Nike · Primly Community

Just finished a Nike PMM loop. Here's the full breakdown.

frontend_fran · 4 replies

Interviewed for a Senior PMM role at Nike (Brand Marketing side, not DTC) over the past 5 weeks. Got to final round, didn't get the offer, but the process was interesting enough to write up.

Round 1: 30-min recruiter screen. Standard background, comp alignment, relocation (it's Portland, they asked twice). Very conversational.

Round 2: Hiring manager, 60 min. She cared a lot about how I think about positioning, specifically whether I could translate athlete insights into campaign strategy. Not "tell me about a launch you ran" but more like "how do you know when a brand message is connecting vs. just getting impressions."

Round 3: A 4-person panel over 2 hours. One design leader, two PMMs, one cross-functional partner from their global merchandising team. Each ran a different behavioral thread. The merchandising person asked the most operational questions.

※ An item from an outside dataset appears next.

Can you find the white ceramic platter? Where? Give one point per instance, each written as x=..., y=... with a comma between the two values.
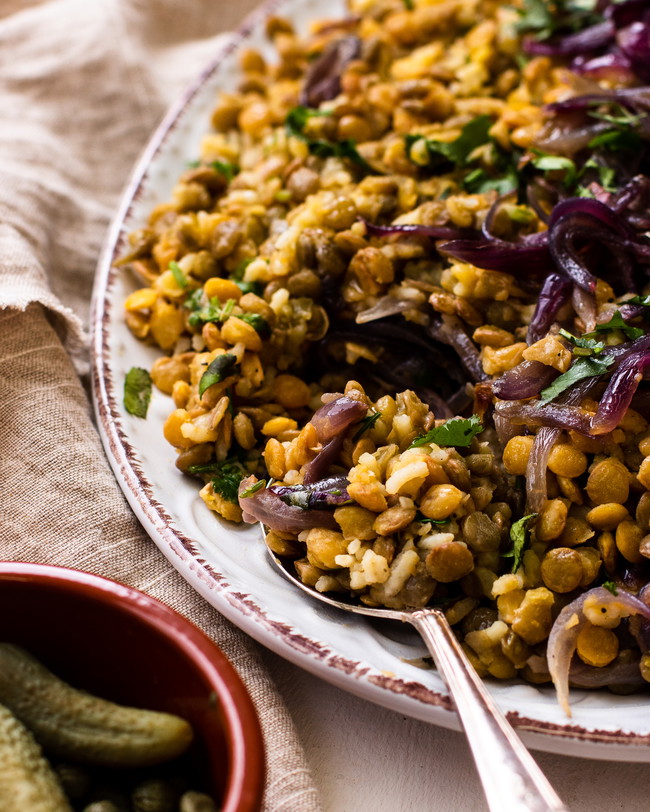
x=227, y=565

Take-home: They gave me 5 days to prep a brief on how I'd reposition one of their running sub-brands for a specific demographic. No deck size limit, which... was actually a test. I went 12 slides and that felt right. 20+ would've been trying too hard.

The thing that surprised me: they really want you to have an opinion on Nike specifically. "Why Nike vs. Adidas vs. a startup" wasn't throwaway. Spend real time on that answer.

4 replies

laidoff_lena

the take-home thing is so true across consumer brands right now. i had a similar brief at a different apparel company and going under 12 slides felt undercooked. they want to see how you structure a story, not just what you know.

marketer_mei

yeah and the weird part is they almost never tell you. you just have to guess. i asked my recruiter and she said 'however many slides you need' which is the least useful answer possible.

apm_aisha

did you get any feedback on why you didn't get the offer? really appreciate you sharing this even without the happy ending.

director_dee

the merchandising partner in the loop is not decorative. cross-functional signal matters a lot at companies like Nike where the go-to-market motion is as important as the positioning. if that person goes lukewarm on a candidate, it's often a veto.